İslâm, insan hayatının bütün yönlerini göz önünde bulundurup ona göre düzen ve sistem koyan bir dindir. Bu bakımdan, insan haklarını da Allah’ın emir ve istekleri doğrultusunda teminat altına alıcı esasları içerir. Bu sebeple belirlediği iman ve ibadet esasları ile insanın manevî ihtiyaçlarına cevap verirken, onun biyolojik, ekonomik ve sosyal yönü ile ilgili esasları da ortaya koymayı ihmal etmemiştir.

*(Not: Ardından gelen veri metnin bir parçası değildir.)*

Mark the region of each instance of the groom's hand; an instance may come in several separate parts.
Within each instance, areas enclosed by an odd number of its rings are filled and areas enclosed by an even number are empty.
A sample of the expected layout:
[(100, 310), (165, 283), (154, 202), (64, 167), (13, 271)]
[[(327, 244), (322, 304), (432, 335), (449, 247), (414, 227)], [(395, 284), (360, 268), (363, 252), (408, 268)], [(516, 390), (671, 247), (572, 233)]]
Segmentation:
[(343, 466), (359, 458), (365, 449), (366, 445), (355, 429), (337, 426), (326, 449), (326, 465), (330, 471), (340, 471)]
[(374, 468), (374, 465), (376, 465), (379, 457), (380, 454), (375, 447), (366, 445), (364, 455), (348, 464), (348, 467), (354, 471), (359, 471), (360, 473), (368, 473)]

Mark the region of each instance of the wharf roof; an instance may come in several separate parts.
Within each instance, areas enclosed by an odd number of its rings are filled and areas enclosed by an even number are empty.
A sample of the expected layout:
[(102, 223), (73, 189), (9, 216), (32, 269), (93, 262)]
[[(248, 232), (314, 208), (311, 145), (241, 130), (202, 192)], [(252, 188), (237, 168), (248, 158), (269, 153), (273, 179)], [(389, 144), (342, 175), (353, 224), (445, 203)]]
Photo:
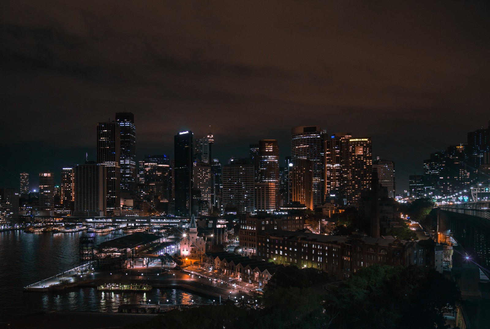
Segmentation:
[[(280, 267), (281, 266), (283, 266), (284, 265), (280, 264), (274, 264), (274, 263), (267, 262), (264, 264), (259, 264), (253, 267), (253, 269), (257, 269), (261, 272), (263, 272), (266, 270), (269, 270), (271, 268), (277, 268), (278, 267)], [(270, 272), (269, 272), (270, 273)]]
[(145, 245), (160, 240), (162, 237), (150, 233), (137, 232), (132, 234), (125, 235), (108, 241), (100, 243), (98, 246), (102, 248), (117, 248), (118, 249), (135, 248), (138, 246)]
[(294, 241), (308, 241), (318, 242), (324, 243), (348, 243), (350, 241), (358, 239), (364, 241), (367, 244), (380, 246), (389, 246), (396, 241), (398, 241), (402, 244), (407, 244), (410, 241), (399, 240), (392, 236), (383, 236), (380, 238), (372, 238), (366, 236), (345, 236), (345, 235), (326, 235), (312, 233), (305, 229), (298, 229), (296, 231), (285, 231), (281, 229), (270, 229), (264, 231), (264, 235), (278, 238), (286, 238), (289, 240)]
[(265, 263), (264, 260), (259, 260), (254, 258), (248, 258), (248, 259), (234, 259), (231, 261), (236, 265), (241, 264), (243, 267), (245, 267), (247, 265), (254, 264), (261, 264)]
[(223, 260), (226, 260), (228, 263), (233, 261), (234, 260), (245, 260), (245, 259), (249, 259), (250, 258), (246, 256), (242, 256), (242, 255), (234, 254), (233, 253), (229, 253), (228, 255), (223, 255), (220, 256), (217, 256), (216, 258), (219, 258), (220, 260), (223, 261)]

İnsan, aynı zamanda sosyal bir varlıktır. Yaratılışı gereği diğer insanlarla bir arada toplumsal bir hayat yaşamak zorundadır. Yüce rabbimiz, insanın aslı ile ilgili gerçekler bildirdikten sonra düzenli ve dengeli bir hayat yaşaması için gerekli olan prensipleri de koymuştur. Ferdin hak ve hürriyetini tanıyıcı ve temin edici prensipler yanında insanın sorumluluğu ile kuralları koymuştur. Bu sebepten o, en küçük toplum olarak kabul edilen ailede bile fertlerin birbirlerine karşı olan hak ve ödevlerinden bahsederek onlara nasıl riayet edilmesi gerektiğini belirtir. Hz. Peygamber’in, evrensel insan hakları beyannamesi diyebileceğimiz Veda Hutbesinde, yüz binlerce Müslümana hitap ederken aile fertlerinin birbirlerine karşı olan hak ve vazifelerini birer kanun şeklinde ortaya koymuştur.